Vincent Pule and Hamdou Elhouni battle for the ball during their 2019 Afcon qualifier at the Moses Mabhida Stadium on Saturday. Leon Lestrade ANA PICTURES
BAFANA BAFANA were awful against against Libya at the Moses Mabhida Stadium on Saturday, but coach Stuart Baxter had his excuses ready as he tried to defend his team following their uninspiring display.

Bafana were held to a 0-0 stalemate in their 2019 Afcon qualifier, but it was a game which most pundits would have expected Bafana to win with relative ease. In reality, Libya created better chances over the 90 minutes and goalkeepr Itumeleng Khune pulled off a number of good saves to keep his side in the game.

Bafana hardly threatened Libya, yet Baxter tried to make a case that the Mediterranean Knights were never going to be pushovers: “Tonight is the game that we wanted to win. I don’t think we can look at Libya and the way in which they played against Morocco, they drew 0-0 in 90 minutes and lost in extra time. They did very well against Sudan. They beat Congo. They have not had results that suggested this was going to be an easy game. But we wanted to win this game and therefore we are disappointed,” Baxter said.

Bafana should put the Seychelles to sword in their next two assignments and put themselves in the driving seat in Group E, but then again nothing is certain with the current team as they know how to choke against the minnows.

If there’s one team that can’t be trusted even when things look straightforward it is Bafana.

Baxter emphasised the importance of working on the mental side of things against so-called smaller teams.

“My experiences in the two games against Cape Verde where I expected us to win, those are two examples of things not going according to plan.
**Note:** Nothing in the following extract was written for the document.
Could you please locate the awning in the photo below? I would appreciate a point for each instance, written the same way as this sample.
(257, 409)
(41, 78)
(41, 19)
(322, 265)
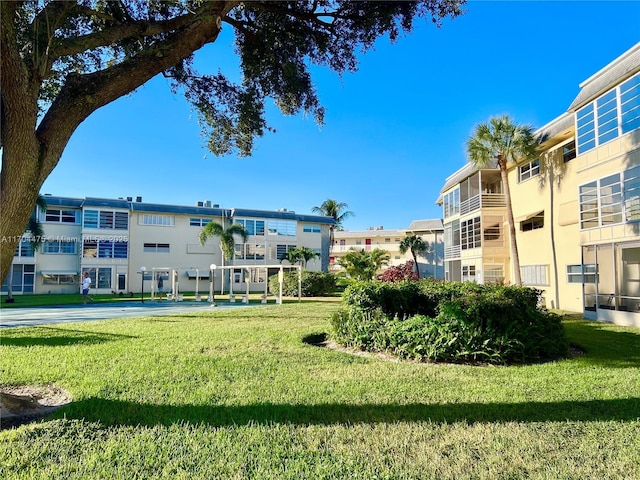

If you don’t have the basics in place, anxiety and panic sets in and then you play at a lower level than you should.

“When it doesn’t go according to plan, players know that you guys (the media) will hammer them. They know they will be embarrassed. They know they will lose points. They are aware of all of that. They are patriotic, and they worry about it. Real confidence comes from repeating something a lot and making sure that we can do it no matter who we are playing against and no matter what the situation is. We have to change our psyche a little bit. I don’t think it is easy to come in to the national camp and change that psyche and revive them within four or five days,” a worried Baxter said

The Seychelles are the whipping boys of the group, yet in the past Bafana have struggled against the likes of Madagascar, Ethiopia, Gambia and Botswana.

“We’ve tried to address it by putting down instructions. We’ve tried to encourage them to express themselves within framework. That’s all we can do and make a friend out of that pressure because that’s what the pressure does,” Baxter said.